12. É certo que a noção de “trespasse” tem conhecido no direito português latitudes diversas, com importância para diversos pontos de regime (ver Orlando de Carvalho, Critério e estrutura do estabelecimento comercial, I, Coimbra,
1969, págs. 589 e segs.). Todavia, embora controvertida na doutrina e na jurisprudência, tal noção não era utilizada no domínio do arrendamento fora do domínio da transmissão de estabelecimentos comerciais. Poderá, todavia, sustentar-se que a noção de “trespasse” foi alargada pelo RAU, justamente pela remissão do artigo 117º para os artigos 115º e 116º. Assim, defende-se hoje na doutrina que
“onde o Código Civil (art. 1119º) não admitia ostensivamente a figura do trespasse (que era na área relativamente vasta dos arrendamentos para o exercício de profissões liberais), o RAU, com a remissão expressa do artigo 117º para os artigos 115º e 116º, veio expressamente admitir, duma assentada, quer o trespasse dos escritórios para o exercício de profissões liberais, sem necessidade de autorização do senhorio (remissão do art. 117º para o art. 115º), quer o direito de preferência do senhorio nesse caso de trespasse do escritório para o exercício de profissão liberal (remissão do art. 117º para o art. 116º)”

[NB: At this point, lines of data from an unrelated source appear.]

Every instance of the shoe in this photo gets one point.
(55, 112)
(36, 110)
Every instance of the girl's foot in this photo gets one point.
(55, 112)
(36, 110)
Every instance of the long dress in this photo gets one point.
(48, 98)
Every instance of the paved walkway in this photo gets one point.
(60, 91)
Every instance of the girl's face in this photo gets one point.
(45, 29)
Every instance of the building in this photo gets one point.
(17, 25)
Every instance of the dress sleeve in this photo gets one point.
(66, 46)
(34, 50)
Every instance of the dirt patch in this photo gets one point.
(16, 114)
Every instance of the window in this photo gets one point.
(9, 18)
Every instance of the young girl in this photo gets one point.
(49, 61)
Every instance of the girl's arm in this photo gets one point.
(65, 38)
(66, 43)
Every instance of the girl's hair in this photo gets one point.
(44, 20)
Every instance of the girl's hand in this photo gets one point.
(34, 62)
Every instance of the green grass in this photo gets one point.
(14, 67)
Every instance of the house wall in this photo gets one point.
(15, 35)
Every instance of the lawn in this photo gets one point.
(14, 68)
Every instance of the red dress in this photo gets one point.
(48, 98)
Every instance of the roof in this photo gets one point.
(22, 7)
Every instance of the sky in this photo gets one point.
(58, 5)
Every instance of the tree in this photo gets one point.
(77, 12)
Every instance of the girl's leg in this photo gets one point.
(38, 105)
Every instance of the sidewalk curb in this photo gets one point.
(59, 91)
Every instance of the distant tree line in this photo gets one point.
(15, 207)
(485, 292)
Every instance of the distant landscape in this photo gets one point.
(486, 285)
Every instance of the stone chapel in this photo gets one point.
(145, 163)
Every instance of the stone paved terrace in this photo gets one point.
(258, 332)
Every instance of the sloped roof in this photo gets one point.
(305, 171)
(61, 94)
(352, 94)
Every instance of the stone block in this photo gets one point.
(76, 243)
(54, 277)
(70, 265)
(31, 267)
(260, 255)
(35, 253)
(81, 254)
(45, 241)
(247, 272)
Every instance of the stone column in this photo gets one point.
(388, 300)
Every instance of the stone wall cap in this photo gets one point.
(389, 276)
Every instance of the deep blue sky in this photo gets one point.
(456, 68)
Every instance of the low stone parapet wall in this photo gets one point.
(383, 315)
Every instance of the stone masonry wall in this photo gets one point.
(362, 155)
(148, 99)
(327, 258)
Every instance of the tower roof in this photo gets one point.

(Antunes Varela, anotação cit., pág. 349). A noção de “trespasse”, envolvendo a ideia de transmissão de um estabelecimento, teria assim aplicação, hoje, na área das profissões liberais, pelo menos em certos casos, excepcionais, nos quais se pode reconhecer a existência de uma verdadeira empresa ou “estabelecimento de profissional liberal”.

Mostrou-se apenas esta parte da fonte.